The Arlington school system’s lone planetarium will be closed for about a year and a half starting later this month, as construction takes place turning the nearby Arlington Education Center building into classroom space.
But leaders with the Friends of Arlington’s David M. Brown Planetarium say they will fill the gap with programming elsewhere during the closure.
“We will continue to offer great programming for the community every month of the school year at alternative locations throughout the county,” Carolyn Lange, president of the organization, said in an e-mail to boosters.

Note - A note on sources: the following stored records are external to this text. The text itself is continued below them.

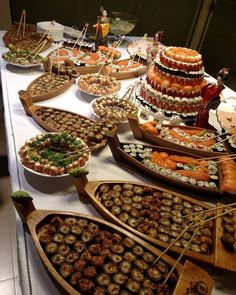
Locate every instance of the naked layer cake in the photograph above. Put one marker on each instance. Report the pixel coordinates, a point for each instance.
(174, 83)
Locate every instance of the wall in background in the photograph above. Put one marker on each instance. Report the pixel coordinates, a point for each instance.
(174, 17)
(5, 16)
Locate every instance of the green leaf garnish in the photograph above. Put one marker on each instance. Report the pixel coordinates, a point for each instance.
(21, 197)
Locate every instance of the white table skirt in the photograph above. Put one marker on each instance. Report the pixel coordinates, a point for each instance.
(60, 194)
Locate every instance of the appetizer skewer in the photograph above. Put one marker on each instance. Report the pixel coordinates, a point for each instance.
(93, 249)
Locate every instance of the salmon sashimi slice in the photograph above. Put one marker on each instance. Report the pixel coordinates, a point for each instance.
(63, 52)
(184, 160)
(76, 52)
(207, 142)
(161, 159)
(195, 174)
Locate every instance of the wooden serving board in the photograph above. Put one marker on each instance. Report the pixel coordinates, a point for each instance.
(223, 258)
(120, 155)
(89, 69)
(48, 95)
(35, 219)
(31, 110)
(140, 133)
(122, 75)
(90, 190)
(10, 36)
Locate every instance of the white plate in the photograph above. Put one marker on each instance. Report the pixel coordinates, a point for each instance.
(98, 117)
(23, 66)
(93, 94)
(72, 32)
(52, 176)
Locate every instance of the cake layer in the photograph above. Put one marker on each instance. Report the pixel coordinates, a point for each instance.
(171, 87)
(181, 58)
(178, 72)
(171, 106)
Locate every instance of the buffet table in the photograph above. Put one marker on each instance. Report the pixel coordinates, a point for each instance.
(59, 193)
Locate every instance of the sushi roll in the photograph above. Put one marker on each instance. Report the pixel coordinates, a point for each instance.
(66, 269)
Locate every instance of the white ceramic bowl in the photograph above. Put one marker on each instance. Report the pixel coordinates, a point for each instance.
(20, 159)
(55, 30)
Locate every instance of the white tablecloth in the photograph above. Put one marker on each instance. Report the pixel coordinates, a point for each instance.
(60, 194)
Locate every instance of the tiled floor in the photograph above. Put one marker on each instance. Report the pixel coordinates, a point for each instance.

Closing the planetarium for the duration of the construction project was first discussed in mid-2018, and the current timeline is roughly the same as was anticipated then – as is the expectation that the school system would provide space for science-themed programming in the interim.
Friends-group leaders initially expressed the hope that the facility could be kept open during nearby construction, but ultimately came to agree that closure was necessary.
The planetarium, located along North Quincy Street, dates to the 1960s. In 2010, Superintendent Patrick Murphy proposed shuttering the facility to cut costs, a move that provoked a community outcry.
Eventually, School Board members agreed to keep the facility open, with a non-profit “friends” group providing financial support for programming. Many planetarium boosters (and objective onlookers) saw the school system’s move as a pure-and-simple shakedown, but opted to go along with it.
In 2008, the School Board named the planetarium in honor of David Brown, a 1974 Yorktown High School graduate who went on to become a physician, U.S. Navy aviator and astronaut. Brown was among those killed in 2003 when the Space Shuttle Columbia broke up during re-entry.